By Paul Bawden
I read an interesting article the other day entitled, “Robots In The Pulpit.”
It was from Breakpoint Daily published by the Colson Center. The article pointed out that one of the Buddhist temples in Kyoto, Japan, is now featuring a new robotic “priest” known as Mandar. Designed to look like Kannon, the Buddhist deity of mercy, the $1 million machine is an attempt to reignite people’s passion for their faith in a country where religious affiliation is on the decline. His sermons are limited at this point where the same sermon is delivered repeatedly. Eventually, its creators hope to use artificial intelligence to enable the robot to offer other options, such as counseling. I understand a few other religions are trying robots as well.
A temple steward told Vox News that, “Buddhism isn’t a belief in a God; it’s pursuing Buddha’s path. It doesn’t matter whether it’s represented by a machine, a piece of scrap metal, or a tree.” In Buddhism, chanting sacred mantras are not prayers to a personal deity. Instead, they are recited for psychological or spiritual benefit.
Don’t miss what the temple steward said, that the “God” of Buddhism isn’t a personal deity. In fact Buddhism believes, along with other Eastern religions, that salvation means being released from the prison of material existence.
I trust, though, that such information should cause all of us to realize that if God isn’t personal and eternal, He isn’t the true God. Any other “God” is only a concoction of man’s reason or a smattering of man’s reason and perhaps something from the Bible or another man’s religion. That’s why the Psalmist understood that the biblical God is the personal eternal God (Psalm 90:1-2). That’s why the biblical God is unique and separate from all other gods.
Sure, one can deny that reality, but denying it doesn’t do away with the existence of the biblical God. It is clear from the Scripture that the personal and eternal God is our Creator and Redeemer through faith in Jesus Christ. The believer in Jesus Christ has forgiveness of sin and eternal life, and through His Word and prayer, he has the privilege to get to know Him personally (Phil. 3:10-14), with the opportunity to serve Him with eternal purpose here, regardless of the task (I Cor. 10:31), while having that eternal hope of someday being with Him forever (I John 3:1-3).
Since the biblical God is the personal eternal God, this means, as well, that the believer’s Savior, Jesus Christ, identifies with him regardless of what he may be experiencing in life. That’s why the writer of Hebrews tells believers that their High Priest, Jesus, sympathizes with them in their weaknesses for He was tempted like they are, yet without sin. That’s why God promised through the prophet, Isaiah, “When you pass through the waters, I will be with you; And through the rivers, they will not overflow you. When you walk through the fire, you will not be scorched, nor will the flame burn you” (43:2).
Such promises from our the Lord, believers in Christ can claim because of what suffering their Lord went through before and on the cross, being made sin for them who knew no sin. Knowing what believers are experiencing, He identifies with them, encouraging them on to trust and rest in Him.
Michael W. Smith put it this way in his lyrics, “Sovereign Over Us.” “There is strength within the sorrow.
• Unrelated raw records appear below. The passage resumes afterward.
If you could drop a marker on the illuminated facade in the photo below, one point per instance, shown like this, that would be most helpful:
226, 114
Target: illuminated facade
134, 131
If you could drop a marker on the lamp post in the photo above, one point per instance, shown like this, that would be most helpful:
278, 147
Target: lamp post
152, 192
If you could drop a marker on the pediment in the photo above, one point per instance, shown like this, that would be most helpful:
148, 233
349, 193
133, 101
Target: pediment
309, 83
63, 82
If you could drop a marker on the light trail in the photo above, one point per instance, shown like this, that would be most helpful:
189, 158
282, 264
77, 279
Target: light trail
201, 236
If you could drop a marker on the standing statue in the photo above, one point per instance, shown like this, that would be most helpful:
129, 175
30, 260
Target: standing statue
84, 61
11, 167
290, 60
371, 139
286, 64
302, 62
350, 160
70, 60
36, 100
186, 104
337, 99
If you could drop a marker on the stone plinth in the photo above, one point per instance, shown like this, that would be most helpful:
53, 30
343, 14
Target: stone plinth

There is beauty in our tears, and you meet us in our mourning with a love that casts out fear. You are working in our waiting. You’re sanctifying us. When beyond our understanding, you’re teaching us to trust . . . . You are wisdom unimagined, who could understand your ways. Reigning high above the Heavens, reaching down in endless praise. You’re the lifter of the lowly, compassionate and kind. You surround and You uphold me, and Your promises are my delight. You’re plans are still to prosper. You have not forgotten us. You’re with us in the fire and the flood. You’re faithful forever.”
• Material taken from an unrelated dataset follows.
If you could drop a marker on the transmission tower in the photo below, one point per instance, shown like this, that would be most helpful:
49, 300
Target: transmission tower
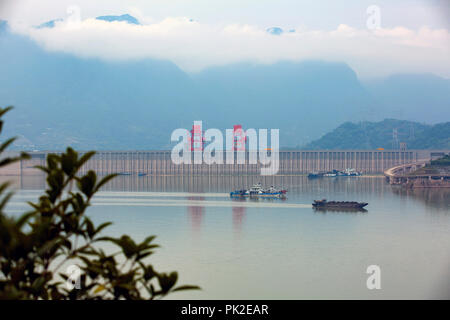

I trust you know personally the personal and eternal God revealed to us in Jesus Christ (cf. Romans 10:9-13). If He is your Savior, count on His presence being with you at all times (Hebrews 13:5), and be sure to thank Him for His eternal love for you!
Paul Bawden is married and served in the pastoral ministry for 45 years, retiring in 2011. He graduated from the University of Wisconsin-Madison with a B.A. in Speech and attended Dallas Theological Seminary, receiving a Master of Theology. He has taken counseling courses at Trinity Evangelical Seminary in Deerfield, Illinois. Paul is a lifetime member of the Evangelical Free Church of America, as well as being a member of Interim Pastor Ministries (IPM), which serves churches during their time of transition in searching for a new pastor. He writes for Union Gospel Press, as well as being a volunteer writer for GotQuestions.org. Paul likes to write, read, bike, and work in the yard. The Bawdens have had the privilege to travel to Mexico and Romania on mission trips and visited various countries in Europe.